Heating oil is a distillate but so is jet fuel, bunker fuel for ships, on road diesel etc. They all have different specs. Heating oil, used to heat homes falls into the dirty end of the spectrum or > 500 ppm sulfur. Production of high sulfur distillate has been falling like a rock since the EPA mandated an increase in ULS (ultra low sulfur) last summer.
This morning I spoke with the EIA to make sure I wasn't off my nut and they confirmed that high sulfur stocks were indeed down by close to a third relative to year ago levels. As a majority of this is burned to heat homes and the other high sulfur uses (which were replaced with ULS) did not account for this much of the total I'm thinking supplies of high sulfur distillate are going to be tight this year. When I pointed out how far below average we are the EIa representative seemed at a loss for words and said he was forwarding the point along to the STEO (short term energy outlook) team who is about a month away from producing their next look at the 2007/2008 winter outlook. He said it was true that people could burn ULS in their home boilers but that the cost would be "very high".
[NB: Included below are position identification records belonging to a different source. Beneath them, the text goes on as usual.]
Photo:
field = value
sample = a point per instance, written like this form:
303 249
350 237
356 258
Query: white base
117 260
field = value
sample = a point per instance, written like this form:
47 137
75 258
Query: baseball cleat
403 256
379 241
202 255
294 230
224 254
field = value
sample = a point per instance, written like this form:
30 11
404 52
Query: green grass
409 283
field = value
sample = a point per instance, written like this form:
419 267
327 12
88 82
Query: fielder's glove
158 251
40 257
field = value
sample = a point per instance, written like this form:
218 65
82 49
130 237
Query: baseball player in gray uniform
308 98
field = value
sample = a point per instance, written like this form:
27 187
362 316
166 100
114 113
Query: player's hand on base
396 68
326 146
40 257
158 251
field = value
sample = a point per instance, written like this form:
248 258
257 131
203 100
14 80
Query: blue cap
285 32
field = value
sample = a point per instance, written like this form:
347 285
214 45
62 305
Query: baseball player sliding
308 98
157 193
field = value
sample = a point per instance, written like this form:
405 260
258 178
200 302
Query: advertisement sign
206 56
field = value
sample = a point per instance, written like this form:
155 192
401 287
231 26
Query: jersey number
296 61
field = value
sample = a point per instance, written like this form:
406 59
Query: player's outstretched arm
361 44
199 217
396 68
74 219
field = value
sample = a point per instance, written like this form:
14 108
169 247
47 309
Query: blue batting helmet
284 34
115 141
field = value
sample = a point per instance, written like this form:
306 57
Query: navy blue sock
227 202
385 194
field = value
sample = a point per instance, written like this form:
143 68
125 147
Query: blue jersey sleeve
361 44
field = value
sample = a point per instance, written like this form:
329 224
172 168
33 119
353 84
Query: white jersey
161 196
Excellent insight Z. New subscriber here and very pleased with your ability to discern these things for us. It would seem to me to be very symptomatic of the fixed refining capacity right now – a zero sum game. Make more ULS diesel for highways, it comes out of Northern folks heating oil. Not realistic that heating oil homes can convert to NG fast enough this season…so they’ll have to burn the ULS, right? Hence…whats the corresponding stock play?
cheers-K
Morning Z – that move up last night looking somewhat spiky now.
Down to Opec now I guess although any reaction i expect will only be a short term one. I guess the Saudis may appease the rest by saying they will hike production but maybe delay it until December when they can again re-assess the situation.
Hey Nicky, there’s a Tuesday post out now.
Jury still out. Iraqi minister left early. Looks like its 3 for (SA, UAE, Kuwait)
They had that David Beuchtal on CNBC very early this morning who was saying that oil price spikes like this one have preceded all the last recessions in the US. Once it kicks in he says he expects oil to trade back towards $20 – $30 – normal for the cycle.